A simple practical test that detects peripheral field loss is to move a target forward from under the chin until it is detected by the child who is looking straight ahead. It is normally identified within 10 cm. Children with peripheral lower visual field loss are not visually aware of their feet while walking, especially when going downhill (going uphill is much easier). An approach that introduces a strategy of ‘look down, check and go’ on rough and sloping ground can prove very helpful.

Presumed dorsal stream dysfunction was the common feature in the cohort studied. Inaccuracy of visually guided movement (or optic ataxia) of the lower limbs through visual space was seen in every case. In the context of mild spastic diplegia, and peripheral lower visual field loss, it is difficult to know if impaired visually guided movement of the lower limbs was truly an additional feature. However, inability to cross a floor boundary without tactile exploration and the degree of inaccuracy of leg movement were out of keeping with the mobility problems, and both could be manifest despite normal visual fields and in spite of looking directly at the ground. Affected children are helped considerably when they hold onto the elbow of an accompanying person (rather than the hand) in a manner analogous to leading the blind. Constructional dyspraxia has recently been recognised in over 90% of 35 children with preterm diplegia.9 This was not related to stereoacuity. It is possible that the authors are describing a specific dorsal stream disorder especially in the light of their recommendation that books with enough space between the lines are used for education. Children with problems of visual crowding associated with impaired simultaneous perception perform and progress better when small amounts of information are presented sequentially against a plain background. Visual perceptual training may have a role to play.10 Impaired perception of movement is also associated with dorsal stream disturbance and needs to be recognised. The implications concerning both safety in traffic and education are self-evident.

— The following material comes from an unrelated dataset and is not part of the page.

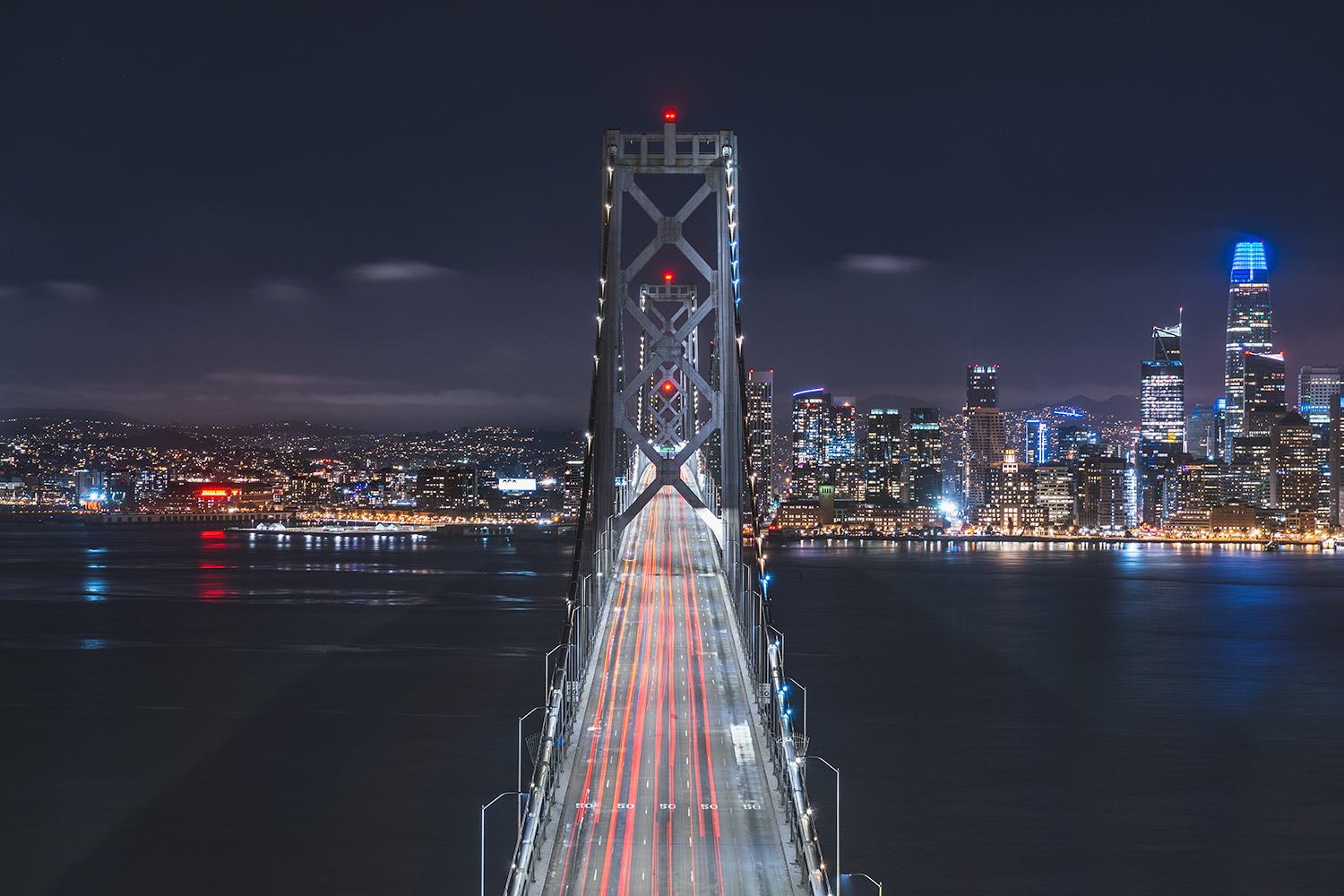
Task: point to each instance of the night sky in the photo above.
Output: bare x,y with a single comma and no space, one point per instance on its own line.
389,218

A number of the children in this study had not undergone imaging and reliance was placed on the clinical diagnosis. This was primarily because it was not felt appropriate by the parents or attending paediatrician to employ general anaesthesia to obtain information, which would not significantly influence management. In those who had undergone imaging PVL was the commonest abnormality. This accords with a similar observation that thinning of the parietal and/or occipital white matter has been observed in children with preterm diplegia and visuospatial cognitive deficits.4,11 So far, we have not found it possible to relate symptoms to the results of imaging.

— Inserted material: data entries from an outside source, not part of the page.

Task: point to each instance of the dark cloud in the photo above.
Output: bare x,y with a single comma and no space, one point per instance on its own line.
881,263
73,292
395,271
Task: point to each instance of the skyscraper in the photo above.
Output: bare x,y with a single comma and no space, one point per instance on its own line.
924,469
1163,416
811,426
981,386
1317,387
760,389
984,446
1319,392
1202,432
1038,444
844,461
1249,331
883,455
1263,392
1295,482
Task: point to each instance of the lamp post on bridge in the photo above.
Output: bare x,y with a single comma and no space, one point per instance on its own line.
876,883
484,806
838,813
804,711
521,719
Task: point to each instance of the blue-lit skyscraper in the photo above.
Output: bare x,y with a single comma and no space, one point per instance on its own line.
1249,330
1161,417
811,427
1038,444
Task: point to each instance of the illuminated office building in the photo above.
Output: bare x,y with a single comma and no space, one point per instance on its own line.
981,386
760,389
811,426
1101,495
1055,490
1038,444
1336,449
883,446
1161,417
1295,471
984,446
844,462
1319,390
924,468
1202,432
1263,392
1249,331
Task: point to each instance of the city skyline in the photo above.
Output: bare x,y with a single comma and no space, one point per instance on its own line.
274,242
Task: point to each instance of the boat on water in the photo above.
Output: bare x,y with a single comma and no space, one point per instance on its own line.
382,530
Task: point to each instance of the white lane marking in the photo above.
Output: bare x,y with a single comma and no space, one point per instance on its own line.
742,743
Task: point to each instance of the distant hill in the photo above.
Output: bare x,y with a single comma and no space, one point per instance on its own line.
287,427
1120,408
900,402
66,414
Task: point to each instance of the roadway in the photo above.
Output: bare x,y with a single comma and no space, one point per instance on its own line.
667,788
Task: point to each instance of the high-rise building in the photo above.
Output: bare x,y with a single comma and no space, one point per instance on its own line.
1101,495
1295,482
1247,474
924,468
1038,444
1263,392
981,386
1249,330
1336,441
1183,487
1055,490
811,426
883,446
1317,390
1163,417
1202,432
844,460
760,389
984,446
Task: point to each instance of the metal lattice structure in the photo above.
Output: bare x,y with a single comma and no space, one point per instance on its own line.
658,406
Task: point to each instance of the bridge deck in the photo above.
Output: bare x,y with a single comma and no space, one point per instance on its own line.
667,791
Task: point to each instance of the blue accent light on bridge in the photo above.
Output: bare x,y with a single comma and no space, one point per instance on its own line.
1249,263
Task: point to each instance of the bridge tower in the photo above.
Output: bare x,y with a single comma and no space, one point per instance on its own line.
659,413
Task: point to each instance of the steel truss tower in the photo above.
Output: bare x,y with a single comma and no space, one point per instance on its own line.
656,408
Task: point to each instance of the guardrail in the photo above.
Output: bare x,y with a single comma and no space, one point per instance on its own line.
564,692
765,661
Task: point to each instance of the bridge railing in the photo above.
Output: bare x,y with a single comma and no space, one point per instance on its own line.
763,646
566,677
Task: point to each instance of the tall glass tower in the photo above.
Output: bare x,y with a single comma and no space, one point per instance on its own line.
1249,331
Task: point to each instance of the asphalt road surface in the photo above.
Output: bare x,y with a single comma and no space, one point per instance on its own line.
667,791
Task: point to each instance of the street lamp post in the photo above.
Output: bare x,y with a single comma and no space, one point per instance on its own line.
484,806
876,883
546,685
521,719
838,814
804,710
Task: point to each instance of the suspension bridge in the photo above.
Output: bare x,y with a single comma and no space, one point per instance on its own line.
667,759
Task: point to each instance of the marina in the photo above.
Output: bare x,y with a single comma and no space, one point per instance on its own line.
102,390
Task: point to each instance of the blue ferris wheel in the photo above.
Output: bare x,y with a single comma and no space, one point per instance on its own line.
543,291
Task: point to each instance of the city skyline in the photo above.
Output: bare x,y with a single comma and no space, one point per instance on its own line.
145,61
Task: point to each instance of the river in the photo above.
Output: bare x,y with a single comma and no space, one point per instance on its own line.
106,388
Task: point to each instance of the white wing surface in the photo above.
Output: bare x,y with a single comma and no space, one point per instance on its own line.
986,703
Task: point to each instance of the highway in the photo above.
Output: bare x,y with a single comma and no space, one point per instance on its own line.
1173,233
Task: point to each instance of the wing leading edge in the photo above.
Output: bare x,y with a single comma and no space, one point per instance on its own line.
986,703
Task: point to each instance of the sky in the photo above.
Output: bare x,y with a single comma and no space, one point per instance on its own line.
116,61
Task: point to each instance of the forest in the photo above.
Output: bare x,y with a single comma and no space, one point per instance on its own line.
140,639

In conclusion, symptomatology consistent with presumed dorsal stream pathology appears to be common in children with cerebral visual impairment and may be associated with ventral stream dysfunction. In future, structured investigation of this presumed pathology is warranted, including objective assessment of thresholds for perception of complex visual imagery and quantitative investigation of the accuracy of both upper and lower limb movement through three-dimensional visual space along with appropriate neuroradiological imaging. A clinical approach which recognises the difficulties experienced by these children and their families and which suggests strategies that help12 is important because such children are then no longer criticised for their poor performance. Instead, appropriate measures are taken to help them.